There are sounds we do not hear, sights we cannot see, smells we do not register (Google pheromone research), chemicals we cannot taste, and sensations we cannot feel. In spite of the evidence, most people not only feel comfortable with the paradigm created by their extremely limited perceptions; they cling tightly to it even when confronted with facts to the contrary. This phenomenon explains failure to believe DNA evidence, creationists, Trump voters, and Cubs fans. I, on the other hand, learned quickly that my vision was a lousy and unreliable source of information about the world. I learned that shared reality, backed by reproducible evidence was a much more useful way to “see” the world around me. The utility offered by a science-based reality helped me lead a much more satisfying life than that offered by my own distorted perceptions or those of other people.

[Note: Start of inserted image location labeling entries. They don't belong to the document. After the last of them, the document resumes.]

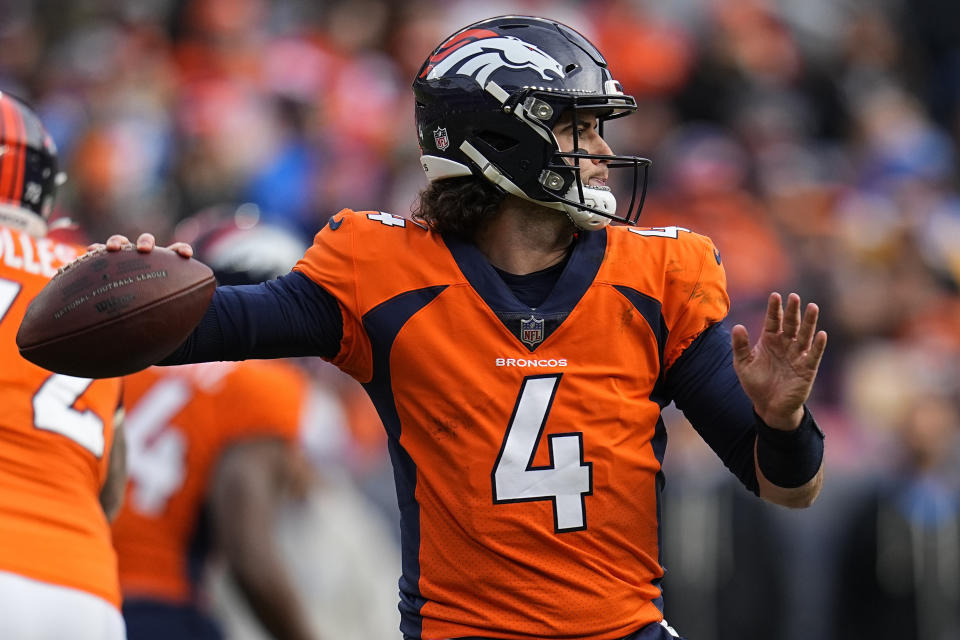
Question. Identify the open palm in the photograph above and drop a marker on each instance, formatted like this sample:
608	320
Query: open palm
777	373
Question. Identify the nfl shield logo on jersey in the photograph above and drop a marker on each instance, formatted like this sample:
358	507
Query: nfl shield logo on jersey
440	137
531	331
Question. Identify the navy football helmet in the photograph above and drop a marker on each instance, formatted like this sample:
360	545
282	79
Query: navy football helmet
487	100
28	168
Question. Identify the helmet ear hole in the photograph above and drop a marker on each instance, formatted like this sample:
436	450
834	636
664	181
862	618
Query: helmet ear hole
498	141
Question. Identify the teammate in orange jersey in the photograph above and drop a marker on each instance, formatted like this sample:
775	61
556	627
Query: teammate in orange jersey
61	445
519	349
212	449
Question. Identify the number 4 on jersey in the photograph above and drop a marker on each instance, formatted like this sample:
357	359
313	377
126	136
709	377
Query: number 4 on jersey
565	481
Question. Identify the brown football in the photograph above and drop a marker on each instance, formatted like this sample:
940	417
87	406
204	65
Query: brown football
112	313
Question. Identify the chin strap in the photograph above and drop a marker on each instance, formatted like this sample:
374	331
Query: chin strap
22	220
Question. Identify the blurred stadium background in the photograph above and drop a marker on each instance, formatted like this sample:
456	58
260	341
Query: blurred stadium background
816	141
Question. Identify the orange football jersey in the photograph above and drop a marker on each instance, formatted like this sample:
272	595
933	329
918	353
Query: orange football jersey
527	442
56	432
179	422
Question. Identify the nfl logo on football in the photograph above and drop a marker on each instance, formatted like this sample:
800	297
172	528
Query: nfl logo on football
531	331
441	139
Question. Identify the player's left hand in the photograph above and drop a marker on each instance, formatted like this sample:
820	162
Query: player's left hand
778	372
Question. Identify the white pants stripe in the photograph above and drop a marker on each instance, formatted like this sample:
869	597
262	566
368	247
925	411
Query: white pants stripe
34	610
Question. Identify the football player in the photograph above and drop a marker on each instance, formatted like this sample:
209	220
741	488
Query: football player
61	443
212	451
519	349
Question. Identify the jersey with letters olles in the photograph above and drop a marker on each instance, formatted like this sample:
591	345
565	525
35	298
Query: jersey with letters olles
56	433
527	442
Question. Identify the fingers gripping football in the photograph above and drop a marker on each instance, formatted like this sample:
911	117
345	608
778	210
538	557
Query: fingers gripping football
145	244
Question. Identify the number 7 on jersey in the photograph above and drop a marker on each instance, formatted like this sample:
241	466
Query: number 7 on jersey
565	481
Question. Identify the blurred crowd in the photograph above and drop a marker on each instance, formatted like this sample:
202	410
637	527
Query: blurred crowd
816	141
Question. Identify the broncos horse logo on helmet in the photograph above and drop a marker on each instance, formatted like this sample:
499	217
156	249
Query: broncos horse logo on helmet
478	53
496	89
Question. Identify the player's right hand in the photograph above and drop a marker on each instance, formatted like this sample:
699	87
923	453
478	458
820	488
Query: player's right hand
145	244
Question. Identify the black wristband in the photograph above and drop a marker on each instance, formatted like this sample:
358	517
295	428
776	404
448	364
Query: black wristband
790	459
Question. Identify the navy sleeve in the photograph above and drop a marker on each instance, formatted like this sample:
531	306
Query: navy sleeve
290	316
705	387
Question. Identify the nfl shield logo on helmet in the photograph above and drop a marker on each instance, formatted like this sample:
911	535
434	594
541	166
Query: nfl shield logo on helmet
441	139
531	331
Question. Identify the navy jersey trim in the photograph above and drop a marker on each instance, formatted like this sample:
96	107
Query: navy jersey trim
651	310
581	270
382	324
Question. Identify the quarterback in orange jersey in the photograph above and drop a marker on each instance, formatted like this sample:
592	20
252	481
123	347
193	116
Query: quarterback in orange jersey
211	450
61	448
519	349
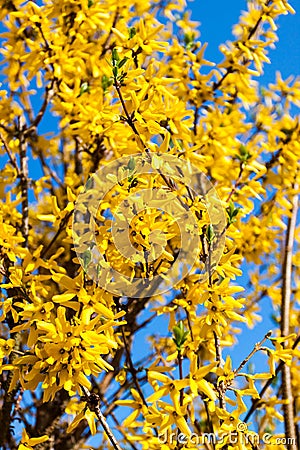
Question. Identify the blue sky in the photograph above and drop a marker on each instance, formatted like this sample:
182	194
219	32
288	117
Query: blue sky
217	18
216	21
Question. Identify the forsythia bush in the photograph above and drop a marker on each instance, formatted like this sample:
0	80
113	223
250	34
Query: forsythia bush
90	86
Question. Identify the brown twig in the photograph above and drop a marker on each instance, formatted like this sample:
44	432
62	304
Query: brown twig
220	387
93	403
10	155
256	348
268	383
287	269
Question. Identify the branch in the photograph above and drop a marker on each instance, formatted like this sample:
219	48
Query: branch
10	155
257	401
24	186
93	404
287	394
257	347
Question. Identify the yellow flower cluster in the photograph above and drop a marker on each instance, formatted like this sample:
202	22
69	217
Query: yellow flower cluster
87	84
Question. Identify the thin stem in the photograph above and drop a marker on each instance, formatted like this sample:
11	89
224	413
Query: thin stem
220	387
93	404
257	347
268	383
24	187
287	394
10	155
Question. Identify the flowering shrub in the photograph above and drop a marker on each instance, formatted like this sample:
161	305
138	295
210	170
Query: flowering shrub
138	182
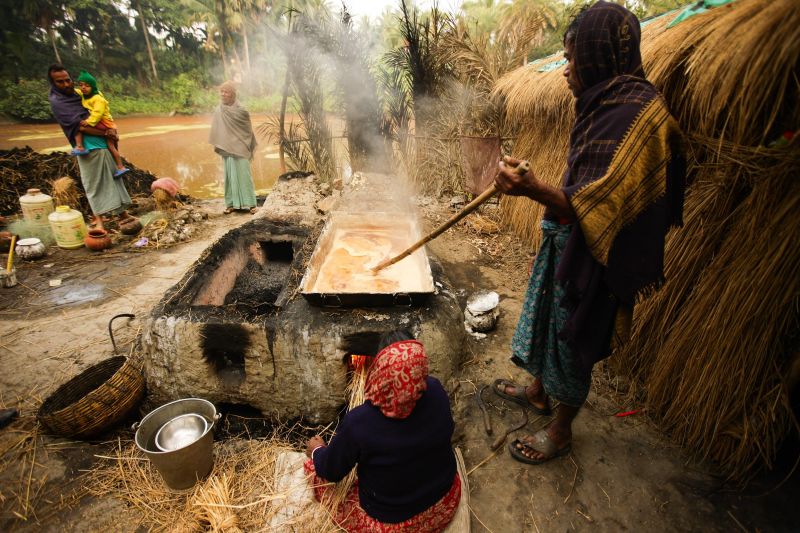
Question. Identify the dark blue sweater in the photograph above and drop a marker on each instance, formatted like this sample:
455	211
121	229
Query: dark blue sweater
404	465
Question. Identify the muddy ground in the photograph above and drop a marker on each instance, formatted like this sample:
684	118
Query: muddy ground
621	475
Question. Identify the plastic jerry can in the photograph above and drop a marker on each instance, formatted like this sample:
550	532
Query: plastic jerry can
36	207
68	227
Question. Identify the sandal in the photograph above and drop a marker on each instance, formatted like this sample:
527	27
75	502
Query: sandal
519	396
542	443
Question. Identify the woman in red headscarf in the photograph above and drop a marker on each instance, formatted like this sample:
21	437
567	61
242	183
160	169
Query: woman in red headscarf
399	442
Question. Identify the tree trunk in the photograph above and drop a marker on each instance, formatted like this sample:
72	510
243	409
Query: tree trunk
246	50
225	69
237	58
284	98
51	32
147	41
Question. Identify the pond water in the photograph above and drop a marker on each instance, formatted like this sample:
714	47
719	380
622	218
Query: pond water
176	147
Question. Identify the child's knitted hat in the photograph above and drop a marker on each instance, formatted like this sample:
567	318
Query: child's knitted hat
89	80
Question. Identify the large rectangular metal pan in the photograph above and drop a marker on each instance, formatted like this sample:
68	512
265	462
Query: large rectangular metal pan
335	278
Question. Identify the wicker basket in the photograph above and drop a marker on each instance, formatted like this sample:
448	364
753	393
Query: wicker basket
95	399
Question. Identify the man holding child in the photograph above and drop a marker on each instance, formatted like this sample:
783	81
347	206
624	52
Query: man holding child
106	195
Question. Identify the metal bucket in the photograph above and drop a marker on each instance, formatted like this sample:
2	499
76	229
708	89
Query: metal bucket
180	469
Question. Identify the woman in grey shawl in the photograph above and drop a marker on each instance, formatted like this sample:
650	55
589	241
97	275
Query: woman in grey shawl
232	137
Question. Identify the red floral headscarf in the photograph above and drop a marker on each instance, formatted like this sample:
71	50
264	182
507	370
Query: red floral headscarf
396	379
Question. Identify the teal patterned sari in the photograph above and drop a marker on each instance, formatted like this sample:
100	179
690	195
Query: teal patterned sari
536	345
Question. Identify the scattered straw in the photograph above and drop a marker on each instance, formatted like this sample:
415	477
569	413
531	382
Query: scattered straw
242	493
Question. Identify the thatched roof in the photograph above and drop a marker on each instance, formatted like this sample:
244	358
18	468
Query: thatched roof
711	346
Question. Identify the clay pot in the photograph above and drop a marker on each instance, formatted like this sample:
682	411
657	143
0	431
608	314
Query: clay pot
30	249
97	240
130	226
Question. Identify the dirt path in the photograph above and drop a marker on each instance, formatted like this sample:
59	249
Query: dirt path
620	476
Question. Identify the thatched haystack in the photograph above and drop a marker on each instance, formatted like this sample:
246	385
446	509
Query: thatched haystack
712	348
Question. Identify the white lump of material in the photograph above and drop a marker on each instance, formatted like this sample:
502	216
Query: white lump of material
481	312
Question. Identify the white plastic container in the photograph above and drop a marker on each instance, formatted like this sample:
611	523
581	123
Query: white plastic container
68	227
36	207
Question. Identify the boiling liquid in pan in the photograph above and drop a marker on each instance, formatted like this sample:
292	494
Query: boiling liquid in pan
346	268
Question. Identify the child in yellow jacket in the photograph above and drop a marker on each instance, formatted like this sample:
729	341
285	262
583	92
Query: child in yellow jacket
99	117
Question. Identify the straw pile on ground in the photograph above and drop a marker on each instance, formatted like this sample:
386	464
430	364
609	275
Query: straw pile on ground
23	168
242	493
712	348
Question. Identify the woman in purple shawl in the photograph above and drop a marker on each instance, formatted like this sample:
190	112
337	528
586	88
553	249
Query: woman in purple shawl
603	230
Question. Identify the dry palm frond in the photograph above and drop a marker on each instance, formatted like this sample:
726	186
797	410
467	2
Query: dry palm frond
710	348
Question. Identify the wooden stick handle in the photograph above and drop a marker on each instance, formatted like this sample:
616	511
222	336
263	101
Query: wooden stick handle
521	169
10	264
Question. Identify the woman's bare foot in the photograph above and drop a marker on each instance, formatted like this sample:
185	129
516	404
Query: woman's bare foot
534	392
559	436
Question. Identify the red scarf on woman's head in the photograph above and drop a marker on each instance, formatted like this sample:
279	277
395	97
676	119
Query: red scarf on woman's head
396	379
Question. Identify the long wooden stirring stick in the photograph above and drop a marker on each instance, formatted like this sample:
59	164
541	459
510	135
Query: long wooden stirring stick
10	264
521	169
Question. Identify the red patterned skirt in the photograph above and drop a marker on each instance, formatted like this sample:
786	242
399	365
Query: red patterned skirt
352	518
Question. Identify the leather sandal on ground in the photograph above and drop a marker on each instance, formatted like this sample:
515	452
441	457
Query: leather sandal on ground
542	443
519	396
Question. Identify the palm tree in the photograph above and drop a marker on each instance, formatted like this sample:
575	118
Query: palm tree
44	14
138	6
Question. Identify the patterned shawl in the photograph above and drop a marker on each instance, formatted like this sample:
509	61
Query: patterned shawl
396	378
625	181
232	131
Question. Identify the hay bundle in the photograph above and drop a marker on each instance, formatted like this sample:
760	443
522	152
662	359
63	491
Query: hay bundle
355	391
240	494
711	346
65	192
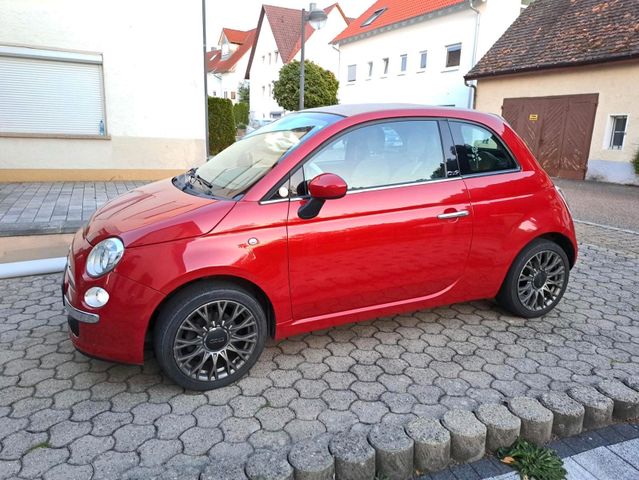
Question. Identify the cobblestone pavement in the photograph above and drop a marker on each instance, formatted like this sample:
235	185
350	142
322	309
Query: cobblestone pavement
54	207
63	415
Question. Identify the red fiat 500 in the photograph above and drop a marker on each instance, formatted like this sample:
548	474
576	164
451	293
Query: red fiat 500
326	216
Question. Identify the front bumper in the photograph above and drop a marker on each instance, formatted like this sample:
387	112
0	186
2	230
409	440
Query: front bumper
117	330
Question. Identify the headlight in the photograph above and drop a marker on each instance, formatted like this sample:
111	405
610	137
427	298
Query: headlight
104	257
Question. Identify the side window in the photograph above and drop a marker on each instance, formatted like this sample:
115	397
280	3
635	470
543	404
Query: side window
384	154
479	150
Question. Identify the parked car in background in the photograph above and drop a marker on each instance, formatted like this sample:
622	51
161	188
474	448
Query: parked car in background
326	216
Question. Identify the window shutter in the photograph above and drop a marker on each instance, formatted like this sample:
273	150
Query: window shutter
50	96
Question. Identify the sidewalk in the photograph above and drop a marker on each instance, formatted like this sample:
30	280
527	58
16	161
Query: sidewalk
611	453
53	207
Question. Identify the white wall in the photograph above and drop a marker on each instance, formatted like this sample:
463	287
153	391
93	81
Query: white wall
436	84
154	86
317	49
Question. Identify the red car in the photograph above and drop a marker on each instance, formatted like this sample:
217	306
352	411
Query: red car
326	216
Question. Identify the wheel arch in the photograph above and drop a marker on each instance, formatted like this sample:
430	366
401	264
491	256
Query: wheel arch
240	282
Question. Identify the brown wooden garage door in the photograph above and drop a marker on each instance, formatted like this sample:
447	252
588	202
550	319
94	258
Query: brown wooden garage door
557	129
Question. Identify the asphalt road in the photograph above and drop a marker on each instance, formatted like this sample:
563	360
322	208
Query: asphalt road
603	203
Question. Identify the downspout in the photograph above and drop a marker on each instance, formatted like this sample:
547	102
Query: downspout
472	86
206	90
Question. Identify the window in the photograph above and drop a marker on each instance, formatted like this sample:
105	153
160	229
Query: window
479	150
352	73
385	64
618	131
374	16
423	57
47	92
389	153
453	56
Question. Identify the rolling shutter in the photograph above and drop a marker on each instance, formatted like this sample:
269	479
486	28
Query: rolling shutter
48	92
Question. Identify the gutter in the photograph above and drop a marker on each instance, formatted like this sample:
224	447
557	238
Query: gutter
472	92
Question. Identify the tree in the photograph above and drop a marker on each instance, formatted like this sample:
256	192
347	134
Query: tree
243	92
320	86
221	124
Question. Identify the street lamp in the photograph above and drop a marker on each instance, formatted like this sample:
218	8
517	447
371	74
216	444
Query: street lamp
317	19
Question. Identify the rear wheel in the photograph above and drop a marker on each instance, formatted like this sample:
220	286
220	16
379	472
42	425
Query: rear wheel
536	280
209	335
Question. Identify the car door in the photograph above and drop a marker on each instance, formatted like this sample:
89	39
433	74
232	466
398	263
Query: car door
403	230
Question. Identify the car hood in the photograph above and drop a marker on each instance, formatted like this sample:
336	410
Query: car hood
156	213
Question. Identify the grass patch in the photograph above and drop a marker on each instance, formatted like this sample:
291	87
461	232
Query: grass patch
532	461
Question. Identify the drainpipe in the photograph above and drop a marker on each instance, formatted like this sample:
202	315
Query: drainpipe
206	92
472	87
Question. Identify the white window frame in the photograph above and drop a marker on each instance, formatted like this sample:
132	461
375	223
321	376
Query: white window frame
610	132
449	48
351	78
55	55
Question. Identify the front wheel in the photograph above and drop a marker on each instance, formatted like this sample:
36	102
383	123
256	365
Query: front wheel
209	335
536	280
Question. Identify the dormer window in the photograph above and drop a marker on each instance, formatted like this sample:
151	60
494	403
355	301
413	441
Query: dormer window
376	14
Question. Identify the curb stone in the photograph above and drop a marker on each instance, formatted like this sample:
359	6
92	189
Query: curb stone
568	415
426	445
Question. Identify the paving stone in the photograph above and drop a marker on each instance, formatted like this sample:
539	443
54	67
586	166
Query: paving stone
468	435
311	460
432	444
394	451
626	399
536	420
267	465
568	415
354	457
502	427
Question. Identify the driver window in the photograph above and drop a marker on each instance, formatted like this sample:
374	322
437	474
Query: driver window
390	153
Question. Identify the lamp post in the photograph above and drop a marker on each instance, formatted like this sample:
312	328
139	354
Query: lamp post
317	18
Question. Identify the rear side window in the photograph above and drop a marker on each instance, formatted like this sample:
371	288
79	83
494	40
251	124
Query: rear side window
479	150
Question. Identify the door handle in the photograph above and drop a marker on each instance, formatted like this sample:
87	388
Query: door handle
448	216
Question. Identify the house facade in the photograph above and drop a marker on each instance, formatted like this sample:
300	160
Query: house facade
277	42
227	64
108	96
564	76
418	52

The problem with my paradigm is that I live with lots of other people who don’t share it. A friend felt slighted by me for “ignoring him in the grocery store.” The truth is I didn’t see him, but he had a hard time accepting that. The problem is even more of an issue right now. Recently, I had cataract surgery in one eye. The doctor put in a corrective lens, so now I have 20/60 vision in one eye and 20/440 in the other. With one lens popped out of my glasses, I now I have lopsided vision. I always feel like I’m walking on a tilted floor, one false step from falling over. Without the glasses and using only one eye, I can actually see a lot of the world I have never been able to see before. Soon the doctor will do the other eye. She will remove the old clouded lens and put in a new one. Essentially I will have glasses implanted inside my eyeballs; then I will have reasonable vision without glasses for the first time in my life. I will actually be able to drive without glasses. Once both eyes are healed, I will get a new prescription and my vision should be the best it’s been in decades.

Previously, I had to wear hard contacts as well as glasses to see so well. And hard contacts were out of the question. In this dry climate, I wanted to scratch my eyeballs out. With the “miracles” of lasers, microsurgery, and plastic lens technology, I will see the world with the same clarity as most people. Or maybe even better. I won’t have to find my glasses first thing in the morning. And I’ll be able to see while I’m in the shower or when I’m swimming. Of course I’ll have the new problem of remembering sunglasses. It’ll be a new world for me, but its reality will still always be questionable.